For Goldie, partners see this as absolutely core to ensuring day to day existence as a business, yet despite the trend, M&A is not without its risks.

“It’s not a trivial thing to acquire an organisation and to properly integrate that business to fully realise the value of what you’ve paid for,” he explained. “At the larger end of town, this is happening more.

“But below that level of partners, there’s a much higher need to partner together because the collaboration is much more straight forward and allows them to keep focusing on their core business.”

Challenges

Yet at the smaller end of town, concerns of exposing the customer remain, as partners remain wary of engaging competition across the country.

“Through cloud, customers naturally have lots of freedom and choice anyways,” Goldie added. “While the days of multi-year, outsourced and managed service contract are not coming to an end, they are being challenged by a more nimble go to market model.”

As explained by Goldie, Microsoft’s Cloud Solution Provider (CSP) programme is a good example of this.

“There’s no reason why customers can’t move between partners very quickly if they think they can find better value elsewhere,” he added. “The nature of technology today makes it easier to move.

“The result is that organisations are being forced to rethink how they deliver a customer lifetime value and how they can make that customer sticky.

“The process is now focused on how do I add more value everyday versus how do I reduce the competitive surface area of my customer by not introducing other players.”

For end-user organisations, Goldie said there’s an expectation that partners lead the engagement and that one throat to choke rule still applies.

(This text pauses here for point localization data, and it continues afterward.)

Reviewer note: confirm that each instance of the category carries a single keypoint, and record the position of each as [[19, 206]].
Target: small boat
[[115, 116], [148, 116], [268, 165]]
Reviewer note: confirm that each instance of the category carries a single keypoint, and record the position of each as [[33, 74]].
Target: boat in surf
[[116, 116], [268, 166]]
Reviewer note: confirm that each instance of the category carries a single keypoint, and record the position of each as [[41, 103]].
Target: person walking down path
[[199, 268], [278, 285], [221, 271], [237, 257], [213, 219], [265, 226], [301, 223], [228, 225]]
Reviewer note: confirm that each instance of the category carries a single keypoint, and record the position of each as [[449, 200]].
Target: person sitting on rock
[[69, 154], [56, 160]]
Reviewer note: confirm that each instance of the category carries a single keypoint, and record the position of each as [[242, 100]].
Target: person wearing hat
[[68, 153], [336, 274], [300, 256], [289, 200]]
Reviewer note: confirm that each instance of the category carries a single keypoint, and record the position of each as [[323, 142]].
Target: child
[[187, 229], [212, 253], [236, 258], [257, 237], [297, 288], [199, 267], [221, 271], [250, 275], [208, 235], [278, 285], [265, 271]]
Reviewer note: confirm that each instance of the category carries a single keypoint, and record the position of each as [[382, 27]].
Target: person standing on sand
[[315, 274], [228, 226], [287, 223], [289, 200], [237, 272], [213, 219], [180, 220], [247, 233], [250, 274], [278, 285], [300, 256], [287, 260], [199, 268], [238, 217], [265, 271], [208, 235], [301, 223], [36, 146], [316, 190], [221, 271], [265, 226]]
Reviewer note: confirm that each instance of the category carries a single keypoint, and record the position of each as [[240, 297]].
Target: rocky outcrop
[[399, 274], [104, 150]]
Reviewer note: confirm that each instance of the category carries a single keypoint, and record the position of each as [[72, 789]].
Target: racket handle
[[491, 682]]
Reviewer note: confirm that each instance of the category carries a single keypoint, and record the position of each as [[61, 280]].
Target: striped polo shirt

“But behind the scenes,” he added, “there’s now an exception to bring different skills and specialisations to the table and customers expect partners to manage this as part of the network of relationships they have.”

Looking ahead, Goldie emphasised the need to build a specific set of capabilities, a move which is “starting to play out” at on the local stage.

But the questions now centres around what does it mean to be a technology provider when these cloud capabilities are becoming so diverse?

For Goldie, and his changing ecosystem of partners, creating a collaborative channel will remain critical to ongoing survival.